On the other hand, if you work beyond age 66, the government gives you even more benefits. For each year you work beyond normal retirement, your benefits rise about 8%. And you can wait as long as age 70 and still get added benefits.

So on a monthly benefit of $1,000 at age 66, retiring early versus late can mean the difference between $750 and more than $1,300. That's a nice reward to encourage you to wait.

3. If You're Married, Look at Your Spousal Benefits

Many families have two wage-earners. Because married couples can collect Social Security based either on their own earnings or their spouse's earnings, you may have an opportunity to boost your total payments.

Ordinarily, the government will figure out which benefit is higher and just pay you the greater amount. But one thing you can do is to delay taking your own benefits but take your spousal benefits. By doing so, you both get paid now as well as earning the extra benefit credits from waiting on your own benefits.

4. Watch the Work Rules

If you're collecting Social Security but also working, be careful. If you earn too much, you could end up forfeiting some of your monthly benefit check.

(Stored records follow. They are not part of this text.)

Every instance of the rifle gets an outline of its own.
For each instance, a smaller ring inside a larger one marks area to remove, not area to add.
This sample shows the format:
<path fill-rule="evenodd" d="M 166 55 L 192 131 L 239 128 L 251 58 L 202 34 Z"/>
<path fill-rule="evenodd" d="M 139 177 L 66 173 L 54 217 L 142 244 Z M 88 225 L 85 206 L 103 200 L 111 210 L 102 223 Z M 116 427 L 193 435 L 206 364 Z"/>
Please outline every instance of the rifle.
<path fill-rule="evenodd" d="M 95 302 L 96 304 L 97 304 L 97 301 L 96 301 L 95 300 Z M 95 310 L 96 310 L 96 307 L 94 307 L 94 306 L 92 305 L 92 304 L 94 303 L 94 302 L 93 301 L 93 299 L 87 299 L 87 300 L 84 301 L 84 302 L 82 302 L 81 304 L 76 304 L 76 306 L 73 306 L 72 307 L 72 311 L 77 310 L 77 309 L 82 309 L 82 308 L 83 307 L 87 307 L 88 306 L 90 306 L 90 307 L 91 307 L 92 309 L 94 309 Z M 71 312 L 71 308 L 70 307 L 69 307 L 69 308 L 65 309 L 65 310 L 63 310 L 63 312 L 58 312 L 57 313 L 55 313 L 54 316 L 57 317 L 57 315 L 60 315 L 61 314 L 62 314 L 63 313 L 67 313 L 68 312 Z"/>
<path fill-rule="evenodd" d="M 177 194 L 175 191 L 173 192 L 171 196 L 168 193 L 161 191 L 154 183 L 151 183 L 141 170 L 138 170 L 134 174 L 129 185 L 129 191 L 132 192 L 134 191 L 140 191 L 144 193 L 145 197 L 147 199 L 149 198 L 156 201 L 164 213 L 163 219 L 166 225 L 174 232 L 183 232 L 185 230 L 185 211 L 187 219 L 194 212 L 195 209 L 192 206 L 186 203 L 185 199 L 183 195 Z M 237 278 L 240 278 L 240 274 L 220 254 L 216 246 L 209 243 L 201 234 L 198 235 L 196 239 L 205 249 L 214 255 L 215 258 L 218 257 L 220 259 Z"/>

From age 62 until your normal retirement age, any earnings above a certain limit -- just over $14,000 for 2011 -- cut your total benefits for the year by $1 for every $2 you go over the limit. A higher limit applies during the year you reach normal retirement. Then after that, you're home free and can work as much as you want while also taking benefits.

Some things about Social Security are beyond your control. But by keeping these simple ideas in mind, you can make the most of whatever Social Security gives you after you retire.